Certainly Bosnia: Uncertain Paths to Peace is a flawed and
fairly primitive attempt to build a new model of photojournalism. But
at least one commentator feels that it succeeded in important ways. In
Print magazine, the only publication to cover in depth what we had tried
to do, Darcy DiNucci wrote: Clumsy as todays low-bandwidth
presentations must be in some particulars, the site indeed pioneers a
new form of journalism. Visitors cannot simply sit and let the news wash
over them; instead, they are challenged to find the path that engages
them, look deeper into its context, and formulate and articulate a response.
The real story becomes a conversation, in which the author/photographer
is simply the most prominent participant.2
Can such a project happen again with better results? Certainly it should
be possible.

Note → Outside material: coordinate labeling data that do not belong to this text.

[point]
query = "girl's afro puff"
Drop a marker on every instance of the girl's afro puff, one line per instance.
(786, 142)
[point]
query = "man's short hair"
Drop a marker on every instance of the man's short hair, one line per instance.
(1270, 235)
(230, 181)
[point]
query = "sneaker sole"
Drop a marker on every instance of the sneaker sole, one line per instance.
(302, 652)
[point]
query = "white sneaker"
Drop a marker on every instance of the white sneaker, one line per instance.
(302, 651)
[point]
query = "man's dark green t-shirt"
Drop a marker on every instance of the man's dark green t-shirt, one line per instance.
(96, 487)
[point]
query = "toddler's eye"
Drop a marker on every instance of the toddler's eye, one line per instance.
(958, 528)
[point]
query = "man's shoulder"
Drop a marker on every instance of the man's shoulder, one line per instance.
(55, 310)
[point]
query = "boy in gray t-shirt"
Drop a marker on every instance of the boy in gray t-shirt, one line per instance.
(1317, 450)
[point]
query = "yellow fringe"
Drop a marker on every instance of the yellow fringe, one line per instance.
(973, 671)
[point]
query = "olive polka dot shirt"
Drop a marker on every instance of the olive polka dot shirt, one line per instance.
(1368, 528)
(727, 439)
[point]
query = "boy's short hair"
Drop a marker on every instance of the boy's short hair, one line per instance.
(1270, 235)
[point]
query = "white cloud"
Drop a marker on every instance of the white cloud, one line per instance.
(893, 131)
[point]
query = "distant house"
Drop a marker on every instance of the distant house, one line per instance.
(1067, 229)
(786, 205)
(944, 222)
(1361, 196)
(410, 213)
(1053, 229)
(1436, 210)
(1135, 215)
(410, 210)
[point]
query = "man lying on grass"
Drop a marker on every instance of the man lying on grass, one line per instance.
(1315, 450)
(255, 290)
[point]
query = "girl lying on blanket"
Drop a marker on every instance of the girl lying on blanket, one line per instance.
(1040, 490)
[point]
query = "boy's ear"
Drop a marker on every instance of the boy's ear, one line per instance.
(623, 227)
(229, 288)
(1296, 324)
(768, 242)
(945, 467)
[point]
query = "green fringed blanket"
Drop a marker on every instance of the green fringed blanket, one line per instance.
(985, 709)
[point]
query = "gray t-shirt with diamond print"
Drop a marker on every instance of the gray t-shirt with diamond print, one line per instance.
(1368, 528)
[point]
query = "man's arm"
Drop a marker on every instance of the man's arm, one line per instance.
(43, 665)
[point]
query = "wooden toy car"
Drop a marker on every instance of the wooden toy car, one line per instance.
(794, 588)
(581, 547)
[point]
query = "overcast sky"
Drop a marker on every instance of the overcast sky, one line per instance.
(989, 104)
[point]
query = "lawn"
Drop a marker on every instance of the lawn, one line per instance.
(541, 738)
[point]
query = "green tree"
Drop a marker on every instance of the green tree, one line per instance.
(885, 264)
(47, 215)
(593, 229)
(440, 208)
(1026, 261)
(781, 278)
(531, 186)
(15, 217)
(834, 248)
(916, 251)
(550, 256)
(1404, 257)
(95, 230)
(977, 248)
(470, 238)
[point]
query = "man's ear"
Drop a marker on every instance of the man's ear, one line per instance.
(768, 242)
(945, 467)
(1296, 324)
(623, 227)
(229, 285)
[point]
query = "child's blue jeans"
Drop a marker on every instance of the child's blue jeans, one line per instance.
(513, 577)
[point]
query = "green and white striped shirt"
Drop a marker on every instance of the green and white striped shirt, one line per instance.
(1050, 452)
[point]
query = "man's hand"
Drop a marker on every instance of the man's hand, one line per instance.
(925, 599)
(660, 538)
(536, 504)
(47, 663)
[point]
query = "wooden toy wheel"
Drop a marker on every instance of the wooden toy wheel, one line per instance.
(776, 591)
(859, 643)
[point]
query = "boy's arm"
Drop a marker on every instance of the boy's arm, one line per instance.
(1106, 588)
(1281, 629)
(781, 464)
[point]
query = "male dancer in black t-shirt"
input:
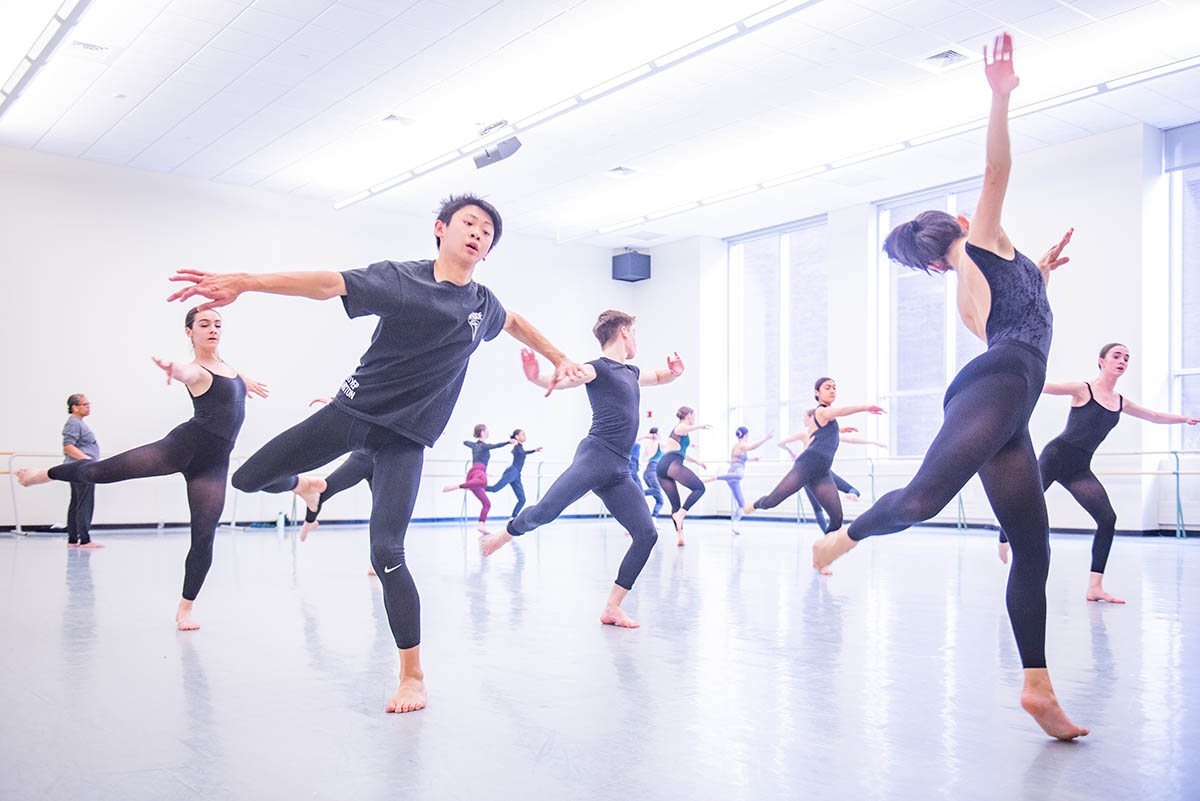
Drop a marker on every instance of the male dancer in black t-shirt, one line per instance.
(601, 461)
(432, 315)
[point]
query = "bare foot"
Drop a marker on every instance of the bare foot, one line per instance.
(310, 488)
(492, 542)
(831, 547)
(409, 697)
(184, 616)
(1038, 699)
(616, 616)
(28, 476)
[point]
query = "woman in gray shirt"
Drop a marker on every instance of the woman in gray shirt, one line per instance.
(78, 444)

In the masses of new Web publications coming out there is
hope that some will recognize the need to tell stories differently about
issues of serious interest, just as many brand-name publications
like The New York Times will recognize that they must try new strategies.
And many photographers and their collaborators already know that conventional
photojournalism needs new ideas. A few have begun to act on their sense
of possibility: for example, the Web site F8 published a strong
narrative project, The Russian Chronicles, concerning a trip
across Russia by writer Lisa Dickey and photojournalist Gary Matoso, one
of the few of his profession to try new approaches suitable for the Web;
there is also the lyrical photo essay Farewell to Bosnia,
featuring earlier photographs by Gilles Peress from Bosnia and based on
his book, produced by NYU students Alison Cornyn, Sue Johnson and Chris
Vail.
Undoubtedly these new attempts to tell stories on the Web, some accomplished
with very meager financial resources, will also affect previous media
so that partially non-linear, layered photo essays will appear in magazines
and newspapers. Ironically it may not be the linear photo essay that is
eventually revived after its long decline, but a new essay form that makes
the collage of television seem rather predictable.
The new medium of the Web brings with it many valuable legacies - one
is the possibility of exploring the world differently, with greater complexity
and from many points of view, in order to help photographers, reporters,
editors, readers and even subjects understand what is going on in deeper
and more meaningful ways. Whether these new models come from personal
homepages, students frustrated by conventional journalism, relief agencies,
new media companies or more conventional ones, we can only benefit. They
are sober alternatives to forthcoming virtual reality systems. They may
also be productive extensions of deconstructionist critiques that encourage
new and timely strategies of knowing. Once implemented, their impact on
the ways in which we think and act should be considerable.